My clothes had been cast aside, so I lay naked on the fur bed, and he knelt beside me. “There. Now relax.”

He leaned forward and kissed me softly on the lips. I don’t think he’d ever kissed me that way before, but it felt good. His fingers stroked my face, tracing the outline of my cheeks, and then my lips and over my chin to my throat. I don’t know whether it was his magic swilling inside me, but every touch was like a little trickle of fire, not painful but tingling and throbbing. I closed my eyes and bathed in the warmth of his touch.

But I couldn’t lie still, not with so much magic inside me. Much as I wanted to let him pleasure me in his own way, my body wouldn’t allow it. I pulled him down to me and kissed him back with fierce passion. For a moment he hesitated, then he groaned a little and responded just as keenly. His tongue explored my mouth, sending wave after wave of pulsing sensation through me. I whimpered, and let my hands wander down his back, onto his buttocks…

He pulled away sharply, panting. “Drina, this is not—”

“Don’t talk.”

I reached for him again, but again he moved away.

“No, Drina. This is—”

“Shut
up
!” I cried in frustration. “Just shut up and do it.”

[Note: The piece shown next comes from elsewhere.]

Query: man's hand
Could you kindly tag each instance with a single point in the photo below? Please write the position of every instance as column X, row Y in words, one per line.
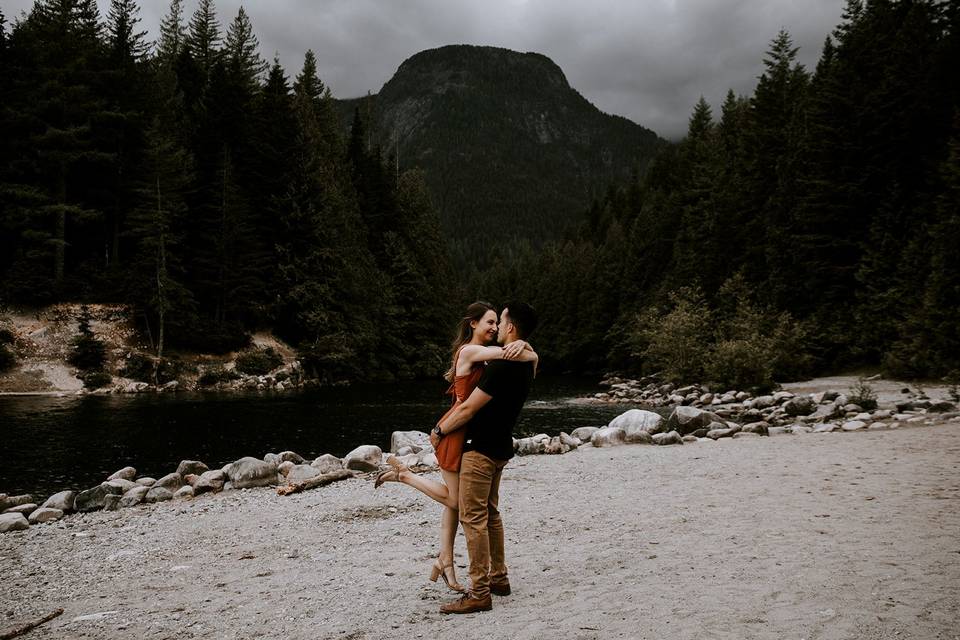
column 513, row 350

I grabbed his hair and yanked his head close enough to kiss, and this time he made no protest. He scrambled onto the furs to lie beside me, and then we were both swept into the moment, touching and kissing and rubbing and pressing. The moment when he rolled onto me and thrust himself inside me was glorious. I cried out then, and again and again, lost in the maelstrom of intense feelings that washed over me.

I think he enjoyed it too, but I neither noticed nor cared. It was hard to believe how different it was from the other times. There was no falling, no fear, and the flames were warm and energising, not burning hot and painful. When the magic was in him, there was nothing but terrified compulsion that left us both shaking and drained. But when the magic was in me, it was wonderful. Magic has no intent, I knew that, but it was hard to see this blood magic as anything other than evil.